Stahl sich der Mediziner doch Ende 1888 verkleidet, wie eingangs erwähnt, in eine Firma ein und prangerte dann die Ausbeutung der Arbeiter in der Wiener Ziegelfabriks- und Baugesellschaft an – sogar von weißen Kolonialsklaven am Wienerberg schrieb Reporter V. A. in der von ihm (wieder-)begründeten Wochenzeitung "Gleichheit"!
Die kaiserliche Staatsmacht verbot 1889 das Blatt. Den suspekten Dr. Adler hatte man damals längst im Visier. Der k.k. Justiz erleichterte vor allem ein rigides Pressegesetz die Arbeit: 1887ff verurteilte man den Aufdecker und Aufbegehrer 17-mal. Immer wieder musste er hinter Gitter, ingesamt für mehr als 18 Monate.
Selbst nach der Einigung der österreichischen Sozialdemokratie zur Jahreswende 1888/89 kam deren nunmehriger Vorsitzender in Haft. Den "Bildungsurlaub", für den er viel Literatur in die Zelle schleppte, nahm er äußerlich stets gelassen auf. Doch als er ausgerechnet am 1. Mai 1890 der Freiheit beraubt war, dürfte ihn schwere Sorge bedrückt haben.
Still feiern konnte "der Doktor", wie man ihn auch in der Partei nannte, den Festtag der Arbeiter zur Not in der versperrten Klause. Das war es nicht.
Aber den Massen fehlte sein Rat, seine Autorität. Würde die junge Bewegung die Bewährungsprobe bestehen? Vor 120 Jahren ging es nicht um irgendeine Maikundgebung, sondern um die erste in der Geschichte. Monate zuvor hatten in Paris 20 sozialistische Parteien verschiedener Länder bei der Gründung der Zweiten Internationale dazu aufgerufen, in möglichst vielen Metropolen Aufmärsche zum neuen Welttag der Arbeit abzuhalten. Für Österreichs Sozialdemokratie hatte den Appell Adler unterzeichnet.
Nach Ansicht von Beobachtern ballten sich am Vorabend der Wiener Demonstration dunkle Wolken zusammen: Man sah die geplante Großfeier ins Wasser fallen, weil es am 30. April 1890 noch regnete; man befürchtete blutige Zusammenstöße kleinerer Gruppen mit Polizei bzw. Militär.

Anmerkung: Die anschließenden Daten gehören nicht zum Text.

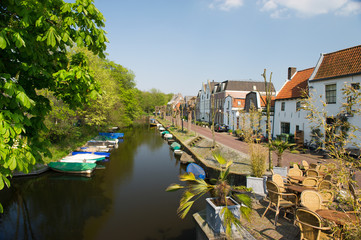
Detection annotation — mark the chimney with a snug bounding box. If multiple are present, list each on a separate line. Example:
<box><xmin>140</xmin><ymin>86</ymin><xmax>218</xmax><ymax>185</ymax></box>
<box><xmin>288</xmin><ymin>67</ymin><xmax>297</xmax><ymax>80</ymax></box>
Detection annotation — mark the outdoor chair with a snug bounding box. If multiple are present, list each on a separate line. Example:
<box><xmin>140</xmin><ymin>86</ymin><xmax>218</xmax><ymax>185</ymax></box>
<box><xmin>296</xmin><ymin>208</ymin><xmax>332</xmax><ymax>240</ymax></box>
<box><xmin>300</xmin><ymin>190</ymin><xmax>327</xmax><ymax>211</ymax></box>
<box><xmin>288</xmin><ymin>168</ymin><xmax>303</xmax><ymax>183</ymax></box>
<box><xmin>305</xmin><ymin>169</ymin><xmax>319</xmax><ymax>178</ymax></box>
<box><xmin>309</xmin><ymin>163</ymin><xmax>318</xmax><ymax>169</ymax></box>
<box><xmin>292</xmin><ymin>163</ymin><xmax>300</xmax><ymax>169</ymax></box>
<box><xmin>302</xmin><ymin>177</ymin><xmax>318</xmax><ymax>188</ymax></box>
<box><xmin>302</xmin><ymin>160</ymin><xmax>310</xmax><ymax>171</ymax></box>
<box><xmin>262</xmin><ymin>181</ymin><xmax>297</xmax><ymax>225</ymax></box>
<box><xmin>318</xmin><ymin>180</ymin><xmax>332</xmax><ymax>191</ymax></box>
<box><xmin>316</xmin><ymin>165</ymin><xmax>328</xmax><ymax>173</ymax></box>
<box><xmin>272</xmin><ymin>174</ymin><xmax>286</xmax><ymax>192</ymax></box>
<box><xmin>323</xmin><ymin>174</ymin><xmax>332</xmax><ymax>182</ymax></box>
<box><xmin>319</xmin><ymin>189</ymin><xmax>334</xmax><ymax>204</ymax></box>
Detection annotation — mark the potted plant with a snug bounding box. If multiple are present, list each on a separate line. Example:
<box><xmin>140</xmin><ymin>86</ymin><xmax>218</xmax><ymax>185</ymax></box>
<box><xmin>166</xmin><ymin>154</ymin><xmax>252</xmax><ymax>238</ymax></box>
<box><xmin>247</xmin><ymin>143</ymin><xmax>267</xmax><ymax>195</ymax></box>
<box><xmin>269</xmin><ymin>140</ymin><xmax>299</xmax><ymax>167</ymax></box>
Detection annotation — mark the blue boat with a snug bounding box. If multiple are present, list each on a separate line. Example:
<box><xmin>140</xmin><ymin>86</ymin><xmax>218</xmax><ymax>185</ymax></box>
<box><xmin>71</xmin><ymin>152</ymin><xmax>110</xmax><ymax>157</ymax></box>
<box><xmin>186</xmin><ymin>163</ymin><xmax>206</xmax><ymax>179</ymax></box>
<box><xmin>99</xmin><ymin>132</ymin><xmax>124</xmax><ymax>138</ymax></box>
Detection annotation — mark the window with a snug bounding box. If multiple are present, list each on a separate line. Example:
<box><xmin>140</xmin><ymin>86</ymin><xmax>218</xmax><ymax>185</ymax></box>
<box><xmin>325</xmin><ymin>84</ymin><xmax>336</xmax><ymax>104</ymax></box>
<box><xmin>281</xmin><ymin>122</ymin><xmax>290</xmax><ymax>134</ymax></box>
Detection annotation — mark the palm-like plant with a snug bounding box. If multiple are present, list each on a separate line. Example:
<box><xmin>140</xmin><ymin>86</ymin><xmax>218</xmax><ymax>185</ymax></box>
<box><xmin>268</xmin><ymin>140</ymin><xmax>298</xmax><ymax>167</ymax></box>
<box><xmin>166</xmin><ymin>154</ymin><xmax>252</xmax><ymax>237</ymax></box>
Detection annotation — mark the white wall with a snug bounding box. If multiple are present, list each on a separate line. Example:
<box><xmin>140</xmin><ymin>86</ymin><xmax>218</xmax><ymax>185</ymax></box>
<box><xmin>309</xmin><ymin>75</ymin><xmax>361</xmax><ymax>147</ymax></box>
<box><xmin>272</xmin><ymin>99</ymin><xmax>311</xmax><ymax>141</ymax></box>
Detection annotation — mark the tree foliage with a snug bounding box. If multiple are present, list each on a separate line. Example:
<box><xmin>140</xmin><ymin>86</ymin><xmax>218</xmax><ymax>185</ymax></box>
<box><xmin>0</xmin><ymin>0</ymin><xmax>107</xmax><ymax>210</ymax></box>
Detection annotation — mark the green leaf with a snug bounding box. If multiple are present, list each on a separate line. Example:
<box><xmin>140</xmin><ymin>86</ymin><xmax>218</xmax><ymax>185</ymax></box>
<box><xmin>165</xmin><ymin>184</ymin><xmax>184</xmax><ymax>192</ymax></box>
<box><xmin>0</xmin><ymin>34</ymin><xmax>6</xmax><ymax>49</ymax></box>
<box><xmin>16</xmin><ymin>92</ymin><xmax>31</xmax><ymax>108</ymax></box>
<box><xmin>0</xmin><ymin>174</ymin><xmax>5</xmax><ymax>190</ymax></box>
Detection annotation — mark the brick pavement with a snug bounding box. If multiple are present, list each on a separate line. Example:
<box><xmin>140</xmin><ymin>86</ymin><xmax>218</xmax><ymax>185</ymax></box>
<box><xmin>187</xmin><ymin>124</ymin><xmax>361</xmax><ymax>186</ymax></box>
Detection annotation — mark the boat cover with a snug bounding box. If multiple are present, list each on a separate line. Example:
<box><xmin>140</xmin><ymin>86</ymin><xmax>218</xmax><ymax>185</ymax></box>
<box><xmin>71</xmin><ymin>152</ymin><xmax>110</xmax><ymax>157</ymax></box>
<box><xmin>99</xmin><ymin>132</ymin><xmax>124</xmax><ymax>139</ymax></box>
<box><xmin>186</xmin><ymin>163</ymin><xmax>206</xmax><ymax>179</ymax></box>
<box><xmin>170</xmin><ymin>142</ymin><xmax>181</xmax><ymax>150</ymax></box>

Es kam anders. Der Himmel strahlte. Die von Bezirkstreffen in den Prater strömenden Arbeiter hielten eisern Disziplin. Ihr eigener Ordnerdienst funktionierte gut. Nicht zuletzt die kaiserliche "Wiener Zeitung" vom 2. Mai 1890 bestätigt das:
In Wien haben 29 Arbeiterversammlungen stattgefunden (...).
Alle verliefen ruhig (...).
Die Zahl der Kundgebungsteilnehmer im Prater dürfte 30.000 überstiegen haben (Anm. d. Red.: das waren einst offiziöse Angaben; von über 100.000 gehen Historiker aus).
Weiters: Beim Marsche (...) in den Prater fanden die Ordner (...) das willigste Gehör.
Übrigens schrieben nicht alle Tagesblätter so sachlich.
Worauf fußte die Haltung der "WZ"? Der Mitarbeiterstab der k.k. Zeitung hegte kaum Sympathien für Adler und Genossen. Aber der von dem Liberalen Friedrich Uhl geführten Redaktion bedeutete die historische Dimension viel. Offensichtlich spürten die "WZ"-Gestalter, dass sich am 1. Mai 1890 eine neue gesellschaftliche Kraft Bahn gebrochen hatte und dem zollten sie Respekt.